After that, Mrs. Winters attended every recruiting meeting at which her husband spoke, eagerly memorizing his words, hardly knowing why, but she felt that she might need them. She had never been able to argue with any one—one adverse criticism of her position always caused her defense to collapse. So she collected all the material she could get on the subject of personal responsibility and sacrifice. Her husband’s brilliant way of phrasing became a delight to her. But always, as she listened, vague doubts arose in her mind.
One day when she was sewing at the Red Cross rooms, the women were talking of a sad case that had occurred at the hospital. A soldier’s wife had died, leaving a baby two weeks old and another little girl of four, who had been taken to the Children’s Shelter, and who had cried so hard to be left with her mother. One of the women had been to see the sick woman the day before she died, and was telling the others about her.
“A dear little saint on earth she was—well bred, well educated, but without friends. Her only anxiety was for her children and sympathy for her husband. ‘This will be sad news for poor Bob,’ she said, ’but he’ll know I did my best to live—I cannot get my breath—that’s the worst—if I could only get my breath—I would abide the pain some way.’ The baby is lovely, too,—a fine healthy boy. Now I wonder if there is any woman patriotic enough to adopt those two little ones whose mother is dead and whose father is in the trenches. The baby went to the Shelter yesterday.”

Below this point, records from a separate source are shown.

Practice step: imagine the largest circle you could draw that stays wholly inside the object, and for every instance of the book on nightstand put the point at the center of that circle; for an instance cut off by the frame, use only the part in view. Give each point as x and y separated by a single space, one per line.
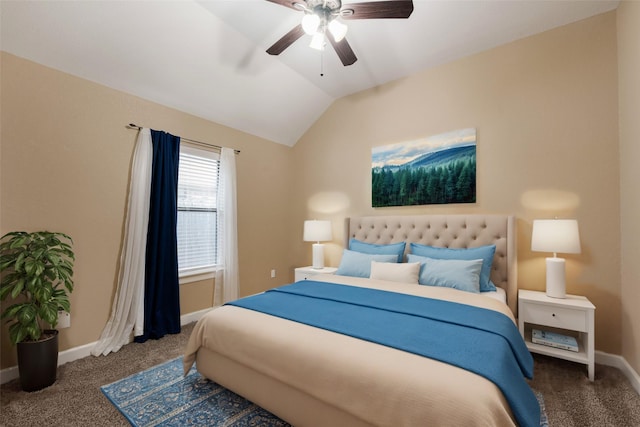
553 339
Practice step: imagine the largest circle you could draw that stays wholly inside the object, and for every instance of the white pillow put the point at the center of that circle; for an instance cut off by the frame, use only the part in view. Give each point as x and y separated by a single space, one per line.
396 272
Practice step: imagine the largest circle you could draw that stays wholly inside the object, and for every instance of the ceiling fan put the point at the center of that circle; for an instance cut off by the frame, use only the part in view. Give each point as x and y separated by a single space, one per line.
321 20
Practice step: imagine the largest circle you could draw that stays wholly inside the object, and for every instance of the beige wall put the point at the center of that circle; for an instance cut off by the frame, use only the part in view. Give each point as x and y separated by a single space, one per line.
65 160
628 15
545 111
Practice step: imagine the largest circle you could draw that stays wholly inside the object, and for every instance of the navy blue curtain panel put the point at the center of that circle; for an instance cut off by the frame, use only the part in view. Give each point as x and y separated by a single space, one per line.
162 291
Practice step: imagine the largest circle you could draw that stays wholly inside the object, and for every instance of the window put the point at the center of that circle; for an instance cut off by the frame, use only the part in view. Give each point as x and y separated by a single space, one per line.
197 212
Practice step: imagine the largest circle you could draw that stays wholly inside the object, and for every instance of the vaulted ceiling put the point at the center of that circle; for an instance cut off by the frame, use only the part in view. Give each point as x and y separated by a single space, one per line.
208 58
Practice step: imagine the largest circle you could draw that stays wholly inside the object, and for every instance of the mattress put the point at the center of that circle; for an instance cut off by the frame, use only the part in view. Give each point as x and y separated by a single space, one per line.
284 366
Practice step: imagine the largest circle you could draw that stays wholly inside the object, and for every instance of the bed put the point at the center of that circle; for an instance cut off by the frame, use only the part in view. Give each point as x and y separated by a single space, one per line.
311 376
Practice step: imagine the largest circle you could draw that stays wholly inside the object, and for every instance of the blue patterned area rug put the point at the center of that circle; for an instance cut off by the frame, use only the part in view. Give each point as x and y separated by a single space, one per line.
162 396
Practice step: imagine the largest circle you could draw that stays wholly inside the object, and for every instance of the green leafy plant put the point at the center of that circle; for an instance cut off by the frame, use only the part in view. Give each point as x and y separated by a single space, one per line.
37 270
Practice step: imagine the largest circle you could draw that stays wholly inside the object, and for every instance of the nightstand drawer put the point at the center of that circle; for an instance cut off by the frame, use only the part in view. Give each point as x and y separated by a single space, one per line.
559 317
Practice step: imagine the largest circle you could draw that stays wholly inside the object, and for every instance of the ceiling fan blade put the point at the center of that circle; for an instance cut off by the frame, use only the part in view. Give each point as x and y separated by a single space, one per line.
286 40
344 51
286 3
378 9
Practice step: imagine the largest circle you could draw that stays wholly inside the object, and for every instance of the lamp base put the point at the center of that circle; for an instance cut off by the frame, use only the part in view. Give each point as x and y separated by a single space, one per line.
318 256
556 286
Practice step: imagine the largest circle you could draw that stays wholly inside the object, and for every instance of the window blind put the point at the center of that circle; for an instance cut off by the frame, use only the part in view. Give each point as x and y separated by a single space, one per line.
197 210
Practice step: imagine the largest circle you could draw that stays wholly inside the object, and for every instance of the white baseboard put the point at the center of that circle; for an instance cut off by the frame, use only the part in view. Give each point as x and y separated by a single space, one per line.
622 364
75 353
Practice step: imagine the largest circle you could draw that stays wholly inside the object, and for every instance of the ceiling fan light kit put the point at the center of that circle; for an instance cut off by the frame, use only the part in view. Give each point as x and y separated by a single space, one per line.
322 15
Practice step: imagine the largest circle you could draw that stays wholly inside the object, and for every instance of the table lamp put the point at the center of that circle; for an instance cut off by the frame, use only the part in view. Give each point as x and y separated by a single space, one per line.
317 231
555 235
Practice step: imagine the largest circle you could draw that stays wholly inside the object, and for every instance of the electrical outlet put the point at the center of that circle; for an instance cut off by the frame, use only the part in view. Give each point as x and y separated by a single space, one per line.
64 320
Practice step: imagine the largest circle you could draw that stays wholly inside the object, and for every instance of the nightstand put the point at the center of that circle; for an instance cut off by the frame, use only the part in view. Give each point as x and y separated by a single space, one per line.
573 315
304 273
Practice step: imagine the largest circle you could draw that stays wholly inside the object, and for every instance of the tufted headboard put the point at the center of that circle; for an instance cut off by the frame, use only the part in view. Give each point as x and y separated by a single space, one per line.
449 231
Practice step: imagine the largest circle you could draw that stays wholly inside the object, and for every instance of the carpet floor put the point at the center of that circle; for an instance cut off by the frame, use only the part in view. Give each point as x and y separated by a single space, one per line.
75 399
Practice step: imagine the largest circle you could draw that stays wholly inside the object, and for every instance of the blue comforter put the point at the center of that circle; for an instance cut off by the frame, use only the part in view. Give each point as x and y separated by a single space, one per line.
481 341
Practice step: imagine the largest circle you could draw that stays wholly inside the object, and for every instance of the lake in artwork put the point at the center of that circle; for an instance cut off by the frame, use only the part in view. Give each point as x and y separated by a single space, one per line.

“Of course they are well treated there,” said Mrs. Winters.
“Well treated!” cried the president—“they are fed and kept warm and given all the care the matron and attendants can give them; but how can two or three women attend to twenty-five children? They do all they can, but it’s a sad place just the same. I always cry when I see the mother-hungry look on their faces. They want to be owned and loved—they need some one belonging to them. Don’t you know that settled look of loneliness? I call it the ‘institutional face,’ and I know it the minute I see it. Poor Bob Wilson—it will be sad news for him—he was our plumber and gave up a good job to go. At the station he kept saying to his wife to comfort her, for she was crying her heart out, poor girl, ’Don’t cry, Minnie dear, I’m leaving you in good hands; they are not like strangers anymore, all these kind ladies; they’ll see you through. Don’t you remember what the Doctor said,’—that was your husband, Mrs. Winters,—’the women are the best soldiers of all—so you’ll bear up, Minnie.’
“Minnie was a good soldier right enough,” said the president, “but I wonder what Bob will think of the rest of us when he comes home—or doesn’t come home. We let his Minnie die, and sent his two babies to the Children’s Shelter. In this manner have we discharged our duty—we’ve taken it easy so far.”